(untagged)

High performance computing from C++ to MMX

Vincent Leong77

0.00/5 (No votes)

30 Jul 2003

Boosting you application performance to the optimum by using hardware acceleration.

Download demo project - 34.6 Kb

Introduction

This article first addresses some of the common programmer's algorithm when writing computing intensive image processing application. It then explains how the existing code can be improved from native C++ code, to using MMX acceleration. MMX refers to a feature that exist in the Intel processors, which can boost up multimedia software, by executing integer instructions on several data parallely. Though the processor supports the acceleration, it does not mean your application can make use of it automatically. Hence, your application must be manually written in order to take advantage of it.

Once user is able to make use of MMX acceleration, he/she can advance 1 step further by utilizing SSE (Streaming SIMD Extension) which features parallel floating point calculations and SSE2 which is an upgrade to both floating point & integer calculation. You have to be aware that not all hardware support the acceleration described. Well, to keep the scope small, I had separated this explanation in another article (will be posted soon).

Now lets take a look at the list of Intel processors which supports each feature.

Pentium MMX, Pro, Pentium 2 - MMX
Pentium 3, Xeon - MMX, SSE
Pentium 4 and above - MMX, SSE, SSE2 /HHT

The article contents mainly apply to developers using Intel processor hardware.
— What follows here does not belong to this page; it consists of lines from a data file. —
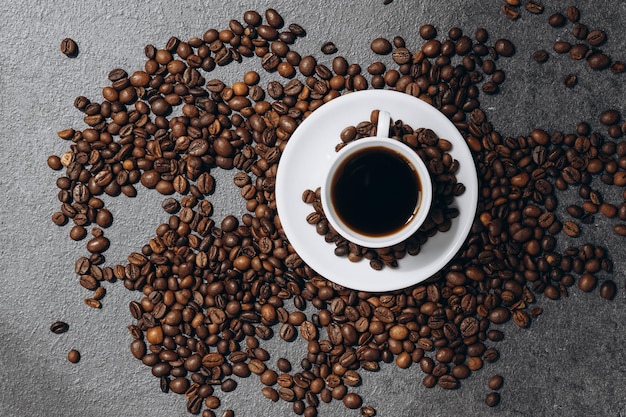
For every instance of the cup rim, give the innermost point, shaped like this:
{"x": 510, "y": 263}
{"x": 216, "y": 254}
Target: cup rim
{"x": 425, "y": 196}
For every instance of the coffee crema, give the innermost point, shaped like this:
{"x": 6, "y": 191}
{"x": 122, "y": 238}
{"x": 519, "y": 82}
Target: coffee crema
{"x": 376, "y": 192}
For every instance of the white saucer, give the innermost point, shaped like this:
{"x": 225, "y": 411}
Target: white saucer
{"x": 306, "y": 158}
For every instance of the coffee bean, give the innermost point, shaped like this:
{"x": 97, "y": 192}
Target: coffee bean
{"x": 329, "y": 48}
{"x": 352, "y": 400}
{"x": 59, "y": 327}
{"x": 556, "y": 20}
{"x": 69, "y": 47}
{"x": 534, "y": 7}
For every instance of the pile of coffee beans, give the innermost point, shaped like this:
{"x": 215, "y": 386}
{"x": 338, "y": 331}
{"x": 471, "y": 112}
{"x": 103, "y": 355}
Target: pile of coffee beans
{"x": 434, "y": 151}
{"x": 209, "y": 291}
As for AMD users, some of the assembly instructions in MMX are compatible! Prior to this, some basic assembly language knowledge are needed. I will also assume that you have some knowledge on MFC doc/view architecture.

The reason I came out with this article is because I think there might be a need to highlight some high performance computing knowledge. Specially to those developers who are developing time critical applications. Image processing is a good example for demo purposes.

In this downloadable demo, you will need to have at least a Pentium processor with MMX to see the results.

Background

In image processing/3D graphics etc, performance is critical. The lesser the time an algorithm takes, the better it is, because more functionality can be squeezed in.

In my examples, I generated 2 images of size 1024 x 1024. Each is a megabyte in size. For the sake of simplicity, both are 8 bit grayscale images. I create synthetic images because dependencies upon other classes/objects/DLLs are minimum. Image 1 is an image with white vertical lines on black background. Image 2 has gradient fills of gray.

The 2 images will be added together to create a 3rd image. The final product would be an image with gradient fill & vertical line.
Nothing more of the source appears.